Spartanburg County Councilman David Britt thinks the harsh reality of change is a requirement in light of current economic situation.
He cites the county’s planned major shakeup at the jail as a prime example. Spartanburg Sheriff Chuck Wright and his senior staff have agreed to take on running the jail and promise to slash the annual $2.6 million overtime hemorrhage by half.
How successful Wright will be remains to be seen. The top management at the jail will have to go. The sheriff intends to hire new staff and hand out hefty raises to himself and senior officers that will ultimately result in a savings in excess of $1 million on overtime.
Earlier this year council stripped the recreation department board of most of their powers and fired long-time director Jeff Caton.
Martin said the tea party didn’t really weigh in on the recreation department situation past letting council members know they were displeased with the county’s budding recreation program.
County council is confident enough in the projected savings at the jail and the recreation department to reallocate funds to other areas, Britt said.
Martin, and other tea party partisans – most notably Gov. Nikki Haley – have made much of Spartanburg County’s $500,000 tax cut.
“The governor mentioned it in one of her recent addresses,” Martin said. “Members of our organization have held up Spartanburg as a prime example of how local government ought to be run around the state.”
That cut was recommended by the recreation department staff, said Councilman Roger Nutt, and amounted to less than one mil on local tax bills.
Nutt, who regularly attends tea party meetings, said he’s not a member of the party. He describes himself as a conservative Republican who was hearing from voters as he ran for office about their displeasure with the recreation department.
Roehrs has attended tea party meetings in her area and said Nutt is her representative on county council.
“You have to give them (the tea party) their due,” she said. “They get involved with government and let their representatives know what they think. They are very good at this kind of organization.”
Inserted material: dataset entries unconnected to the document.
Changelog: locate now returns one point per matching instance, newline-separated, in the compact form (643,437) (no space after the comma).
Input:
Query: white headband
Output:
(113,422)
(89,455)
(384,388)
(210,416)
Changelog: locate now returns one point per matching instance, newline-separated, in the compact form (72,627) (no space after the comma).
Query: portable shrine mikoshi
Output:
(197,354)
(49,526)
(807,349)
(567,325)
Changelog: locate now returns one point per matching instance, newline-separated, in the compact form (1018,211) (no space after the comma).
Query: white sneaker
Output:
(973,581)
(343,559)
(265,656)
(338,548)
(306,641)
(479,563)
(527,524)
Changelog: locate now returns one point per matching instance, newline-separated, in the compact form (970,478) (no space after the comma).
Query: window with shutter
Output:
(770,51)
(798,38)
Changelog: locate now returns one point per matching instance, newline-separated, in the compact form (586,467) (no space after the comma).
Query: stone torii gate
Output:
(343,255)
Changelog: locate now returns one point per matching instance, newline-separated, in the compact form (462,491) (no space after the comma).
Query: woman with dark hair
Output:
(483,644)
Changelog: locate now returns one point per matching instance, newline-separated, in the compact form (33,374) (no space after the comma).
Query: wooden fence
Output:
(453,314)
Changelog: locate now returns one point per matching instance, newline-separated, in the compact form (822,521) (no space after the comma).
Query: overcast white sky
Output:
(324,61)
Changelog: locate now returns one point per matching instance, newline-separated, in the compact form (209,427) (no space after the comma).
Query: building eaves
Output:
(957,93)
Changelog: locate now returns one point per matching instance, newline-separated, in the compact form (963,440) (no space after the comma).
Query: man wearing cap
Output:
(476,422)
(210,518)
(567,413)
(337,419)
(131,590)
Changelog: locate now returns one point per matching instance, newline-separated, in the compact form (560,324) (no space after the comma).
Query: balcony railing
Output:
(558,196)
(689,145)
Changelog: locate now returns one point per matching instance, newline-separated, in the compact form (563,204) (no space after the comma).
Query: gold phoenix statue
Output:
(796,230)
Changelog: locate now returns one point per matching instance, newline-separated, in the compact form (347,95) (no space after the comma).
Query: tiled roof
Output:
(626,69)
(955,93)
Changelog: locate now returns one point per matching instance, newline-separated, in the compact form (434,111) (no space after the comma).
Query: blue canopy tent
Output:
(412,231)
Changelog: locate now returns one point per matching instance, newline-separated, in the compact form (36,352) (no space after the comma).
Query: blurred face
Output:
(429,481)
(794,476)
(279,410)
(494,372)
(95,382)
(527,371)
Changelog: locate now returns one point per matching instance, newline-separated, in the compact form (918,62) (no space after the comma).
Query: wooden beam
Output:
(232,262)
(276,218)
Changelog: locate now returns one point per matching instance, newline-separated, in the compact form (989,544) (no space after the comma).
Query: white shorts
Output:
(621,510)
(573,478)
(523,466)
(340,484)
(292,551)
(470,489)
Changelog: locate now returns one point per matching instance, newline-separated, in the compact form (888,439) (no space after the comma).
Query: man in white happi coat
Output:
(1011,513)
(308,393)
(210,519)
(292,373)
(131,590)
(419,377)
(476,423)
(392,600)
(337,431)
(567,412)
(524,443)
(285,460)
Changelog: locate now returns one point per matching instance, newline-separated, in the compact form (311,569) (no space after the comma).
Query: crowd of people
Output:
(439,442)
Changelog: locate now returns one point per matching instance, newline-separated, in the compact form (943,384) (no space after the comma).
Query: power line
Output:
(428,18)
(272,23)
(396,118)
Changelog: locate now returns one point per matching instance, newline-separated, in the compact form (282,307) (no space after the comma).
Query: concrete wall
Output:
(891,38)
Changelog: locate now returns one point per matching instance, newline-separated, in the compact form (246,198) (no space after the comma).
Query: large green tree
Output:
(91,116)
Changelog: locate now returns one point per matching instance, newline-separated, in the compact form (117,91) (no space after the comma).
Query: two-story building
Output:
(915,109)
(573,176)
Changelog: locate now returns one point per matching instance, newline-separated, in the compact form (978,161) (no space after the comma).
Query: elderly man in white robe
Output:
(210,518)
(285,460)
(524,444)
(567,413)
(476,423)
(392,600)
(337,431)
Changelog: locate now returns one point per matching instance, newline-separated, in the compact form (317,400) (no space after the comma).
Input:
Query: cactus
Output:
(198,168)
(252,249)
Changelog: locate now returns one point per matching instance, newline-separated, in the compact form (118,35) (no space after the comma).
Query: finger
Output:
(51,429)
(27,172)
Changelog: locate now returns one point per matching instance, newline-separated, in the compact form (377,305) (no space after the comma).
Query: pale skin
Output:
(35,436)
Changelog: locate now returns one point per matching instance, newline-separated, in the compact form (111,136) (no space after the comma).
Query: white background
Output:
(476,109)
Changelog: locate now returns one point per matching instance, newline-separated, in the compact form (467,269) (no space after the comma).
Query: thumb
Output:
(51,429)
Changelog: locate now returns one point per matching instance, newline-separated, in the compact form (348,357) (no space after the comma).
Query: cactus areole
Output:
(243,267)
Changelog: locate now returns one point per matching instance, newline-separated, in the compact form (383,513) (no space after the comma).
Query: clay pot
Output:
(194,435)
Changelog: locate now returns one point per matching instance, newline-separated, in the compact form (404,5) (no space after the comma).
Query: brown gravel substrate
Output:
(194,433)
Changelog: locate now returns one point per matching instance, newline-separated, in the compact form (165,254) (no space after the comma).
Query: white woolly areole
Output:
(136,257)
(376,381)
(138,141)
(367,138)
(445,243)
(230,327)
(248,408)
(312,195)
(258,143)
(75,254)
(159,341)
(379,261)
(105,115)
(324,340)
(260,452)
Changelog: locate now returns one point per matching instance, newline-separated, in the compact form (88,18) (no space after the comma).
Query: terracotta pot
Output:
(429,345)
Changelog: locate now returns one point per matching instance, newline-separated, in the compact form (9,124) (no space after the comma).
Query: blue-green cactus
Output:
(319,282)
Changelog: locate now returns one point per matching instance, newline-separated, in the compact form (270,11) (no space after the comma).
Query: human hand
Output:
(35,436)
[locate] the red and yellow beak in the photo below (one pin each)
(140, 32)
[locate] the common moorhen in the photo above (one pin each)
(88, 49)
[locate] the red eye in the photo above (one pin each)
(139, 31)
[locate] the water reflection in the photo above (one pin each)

Organizational skills aside, she fears the long-term goals of the tea party will end up hurting the overall economic health of the county.
“You look at the kinds of things that draw economic development – the quality of life issues – and you realize those things cost money. When I look at Greenville’s downtown compared to Spartanburg I really see the difference. We’re 25 years behind Greenville.”
Martin said the tea party is strongest in the unincorporated areas of Spartanburg County.
“We have members in the cities, but no one who seems willing to get out and do the same kinds of things we have in the county,” she said.
Part of that difference may be attributed to a willingness to pay higher city taxes in return for greater services.
“No matter where you go on the local level,” Woodard said. “There is greater accountability. In Washington your constituency is often a long plane flight away. With a city or county council you see your constituents every day at Bi-Lo.
“Believe me, that makes a difference.”